'That's what's left of Fulraine Steel, once one of the great mills here. Last twenty years the steel business has gone to hell. Most steel's imported now or made in energy-efficient plants. But there was a time when those ruins were alive with smelters, when black smoke and cinders poured out of the stacks. The smell pervaded the city. You couldn't walk the route we just took without getting cinders in your eyes. It was dirty here, also rich, a place where wealth was created beyond men's dreams. Iron ore and cola came downriver on barges. Steel was forged, then shipped back out to the world. Steel is what made this town… and for a while ruined it too.'

The restaurant we choose is a noisy yuppy hangout, filled with affluent young people talking and laughing – stockbrokers, attorneys, ad execs. As we walk in, a few people, recognizing Pam, follow us both with their eyes. Passing a table, I pick up a snatch of conversation about the Foster trial:

'It's the money. Jury'll see she did it for the money,' a young man tells his date.

'She'll walk. Reasonable doubt,' his companion replies.

We find a secluded booth in back, order pasta, salad, and a bottle of wine, then gaze into one another's eyes.

'Funny how I keep wanting to flatter you, David,' she said. 'you bring out the nice girl in me, I guess.'

She asks me about past relationships. I describe my brief failed marriage, aimless dalliances, numerous ruptured love affairs.
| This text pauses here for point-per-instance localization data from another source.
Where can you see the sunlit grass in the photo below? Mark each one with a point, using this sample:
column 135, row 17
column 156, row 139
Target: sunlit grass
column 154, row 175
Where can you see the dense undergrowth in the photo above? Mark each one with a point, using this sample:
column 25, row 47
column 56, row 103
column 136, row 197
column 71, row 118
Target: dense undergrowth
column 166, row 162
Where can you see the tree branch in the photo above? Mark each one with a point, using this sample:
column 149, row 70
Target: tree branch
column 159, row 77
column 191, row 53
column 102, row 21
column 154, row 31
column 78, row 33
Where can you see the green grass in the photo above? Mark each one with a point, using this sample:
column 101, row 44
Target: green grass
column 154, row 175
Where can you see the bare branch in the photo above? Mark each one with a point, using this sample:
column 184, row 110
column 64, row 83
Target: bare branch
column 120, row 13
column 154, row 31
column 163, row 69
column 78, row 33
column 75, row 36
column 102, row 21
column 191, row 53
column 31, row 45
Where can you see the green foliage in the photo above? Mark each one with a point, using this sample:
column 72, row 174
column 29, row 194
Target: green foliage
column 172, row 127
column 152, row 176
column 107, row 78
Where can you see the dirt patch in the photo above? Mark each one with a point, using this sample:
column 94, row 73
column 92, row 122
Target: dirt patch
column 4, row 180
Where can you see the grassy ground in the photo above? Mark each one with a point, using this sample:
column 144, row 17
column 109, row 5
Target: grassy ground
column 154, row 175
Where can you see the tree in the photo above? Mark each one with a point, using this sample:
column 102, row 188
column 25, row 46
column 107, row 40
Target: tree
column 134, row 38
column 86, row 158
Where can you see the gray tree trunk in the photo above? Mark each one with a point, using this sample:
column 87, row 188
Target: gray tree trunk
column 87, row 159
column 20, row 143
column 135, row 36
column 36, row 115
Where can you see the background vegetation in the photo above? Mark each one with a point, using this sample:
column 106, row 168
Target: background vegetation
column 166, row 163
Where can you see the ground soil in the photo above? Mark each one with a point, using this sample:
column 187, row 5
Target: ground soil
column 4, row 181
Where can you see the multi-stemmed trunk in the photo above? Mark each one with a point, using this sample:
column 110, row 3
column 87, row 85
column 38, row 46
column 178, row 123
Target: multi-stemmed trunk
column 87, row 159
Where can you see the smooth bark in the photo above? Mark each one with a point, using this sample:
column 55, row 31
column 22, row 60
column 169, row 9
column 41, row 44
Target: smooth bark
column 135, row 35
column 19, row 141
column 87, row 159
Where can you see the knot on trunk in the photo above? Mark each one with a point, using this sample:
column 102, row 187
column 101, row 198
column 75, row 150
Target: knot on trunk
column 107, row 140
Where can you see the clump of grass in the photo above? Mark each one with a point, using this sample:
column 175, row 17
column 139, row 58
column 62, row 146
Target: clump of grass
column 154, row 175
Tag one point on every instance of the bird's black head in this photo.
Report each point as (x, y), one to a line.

When I ask about hers, she tells me she lived with a guy the last four years, a news producer for another network whom she met when she first moved to New York.
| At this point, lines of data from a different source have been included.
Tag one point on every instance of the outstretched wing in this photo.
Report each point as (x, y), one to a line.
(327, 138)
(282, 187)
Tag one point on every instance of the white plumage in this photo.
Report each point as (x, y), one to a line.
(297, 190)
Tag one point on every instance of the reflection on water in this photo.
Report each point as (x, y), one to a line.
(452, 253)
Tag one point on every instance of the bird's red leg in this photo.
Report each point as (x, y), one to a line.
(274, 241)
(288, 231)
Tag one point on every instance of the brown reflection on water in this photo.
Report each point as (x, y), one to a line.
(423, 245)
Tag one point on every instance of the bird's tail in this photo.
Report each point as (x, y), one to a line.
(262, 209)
'We broke up this winter. It was pretty traumatic. Lots of quarreling about who owned what and who'd get to keep our great apartment on Riverside Drive. After torturous negotiations, I bought him out, then decided I didn't want to live there anymore. Too many memories. So I took the CNN job in D.C. and put the apartment up for sale. Now he says I only wanted it out of spite.'

She asks about my life in San Francisco. I describe my loft on Telegraph Hill, the view over the Bay, and how in the early morning the sun seems to rise in slow motion before my bay windows, radiating light so blinding I'm forced to run away. I tell her about my pair of big World War II-vintage tripod-mounted binoculars installed beside my drafting table in the bay, which I use to watch ships come and go during the day and to scan the city for interesting dramas at night. I tell her I'm something of a voyeur and that she's right, I do have a busy hand. I tell her about my hundreds of sketchbooks, how together they constitute an enormous incoherent diary of my life – places I've visited, people I've met, situations I've observed. It's as if, I tell her, I'm seeking to draw some kind of definitive scene, which, when sketched, will solve a mystery I seem to have spent the better part of my life puzzling out. I tell her I don't know what this mystery is, nor why I feel compelled to solve it, but that I believe its source is here in this city where I was born.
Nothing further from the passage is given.